Nunca atrasava ou adiantava. O ônibus da empresa Expresso de Luxo, da família Paula Joca fazia a linha intermunicipal entre Pacajus e Fortaleza. Saindo de Fortaleza na “Cidade das Crianças” rigorosamente às 15:30 h, sempre e pontualmente às 16:00 estava parando no Olho d´Água, hoje Horizonte.

E, não havia demora, por que o tráfego pela BR-116, ainda era pequeno, e a estrada de boa qualidade facilitava o percurso de pouco mais de 40 Km.

Desci do ônibus e, como fiz por muitos anos durante as férias, peguei a direção da estrada vicinal, de areia pura e frouxa, que levava à casa da minha Avó. Mochila nas costas, ainda pensei em tirar o tênis e percorrer a distância de uns 6 Km descalço. Mas, logo vi que, ainda que sendo a mesma, a estrada não tinha mais tanta areia. Segui caminho.

O sol começara a esfriar, e logo entendi que não havia necessidade de andar rápido, pois Vovó e Vovô me receberiam bem na hora que eu chegasse.

Andava e andava, tendo sempre a atenção voltada, de repente, para algo que acontecia.
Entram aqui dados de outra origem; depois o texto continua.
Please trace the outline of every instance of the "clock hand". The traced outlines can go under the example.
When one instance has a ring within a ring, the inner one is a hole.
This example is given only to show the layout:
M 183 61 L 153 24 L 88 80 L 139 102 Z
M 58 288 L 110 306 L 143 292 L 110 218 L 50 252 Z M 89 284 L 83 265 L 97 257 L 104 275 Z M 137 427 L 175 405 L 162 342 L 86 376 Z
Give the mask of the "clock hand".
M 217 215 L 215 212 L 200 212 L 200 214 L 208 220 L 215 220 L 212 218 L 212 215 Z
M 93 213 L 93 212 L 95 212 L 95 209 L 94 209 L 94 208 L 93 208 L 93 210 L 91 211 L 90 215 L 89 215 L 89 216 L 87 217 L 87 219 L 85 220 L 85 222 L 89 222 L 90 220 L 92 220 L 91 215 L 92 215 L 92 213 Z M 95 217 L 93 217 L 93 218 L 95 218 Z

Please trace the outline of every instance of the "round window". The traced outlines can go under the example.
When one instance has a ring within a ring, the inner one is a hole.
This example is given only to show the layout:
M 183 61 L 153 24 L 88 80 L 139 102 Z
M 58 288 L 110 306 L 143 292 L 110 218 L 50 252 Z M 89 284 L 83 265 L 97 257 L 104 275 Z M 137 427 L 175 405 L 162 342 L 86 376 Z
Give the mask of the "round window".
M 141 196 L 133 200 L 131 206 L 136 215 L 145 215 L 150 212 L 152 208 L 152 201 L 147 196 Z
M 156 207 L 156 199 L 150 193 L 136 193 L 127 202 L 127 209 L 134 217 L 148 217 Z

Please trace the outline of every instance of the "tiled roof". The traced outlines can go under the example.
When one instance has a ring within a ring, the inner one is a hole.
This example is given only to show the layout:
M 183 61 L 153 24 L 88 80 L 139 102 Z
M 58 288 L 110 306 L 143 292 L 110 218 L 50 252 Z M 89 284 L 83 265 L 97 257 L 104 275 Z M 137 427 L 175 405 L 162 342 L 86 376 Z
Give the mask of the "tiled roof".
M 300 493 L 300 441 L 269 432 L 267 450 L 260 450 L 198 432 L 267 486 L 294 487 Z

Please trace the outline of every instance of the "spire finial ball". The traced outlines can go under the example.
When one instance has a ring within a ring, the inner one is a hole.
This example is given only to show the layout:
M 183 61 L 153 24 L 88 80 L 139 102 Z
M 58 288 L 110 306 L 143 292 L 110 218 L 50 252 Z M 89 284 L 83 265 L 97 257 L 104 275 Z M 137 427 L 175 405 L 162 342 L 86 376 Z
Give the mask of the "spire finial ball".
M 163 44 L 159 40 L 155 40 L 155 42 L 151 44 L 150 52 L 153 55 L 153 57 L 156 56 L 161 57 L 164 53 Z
A mesma cerca velha feita de toras de sabiá (mimosa caesalpiniaefolia) construída há dezenas de anos. Quase tudo igual.

Longe dali, mas tão perto para a captação dos ouvidos, a rolinha cantava chorosa, fogo-pagooooouuuuu, fogo-pagoooooouuuu, num lamentável cântico que tornava o fim de tarde mais triste ainda. E tome estrada. Aquela mesma que, antes tão distante, agora era percorrida com apenas um “salto” (dizer da Vovó).

Caminhando, sozinho, sequer sentia o peso ou o incômodo da mochila. Não demorou, e cheguei na porteira corrediça da casa da Tia Maria e ainda me atrevi a avisar:

– Ô de casa, tô chegando! Tô passando, mas depois eu volto!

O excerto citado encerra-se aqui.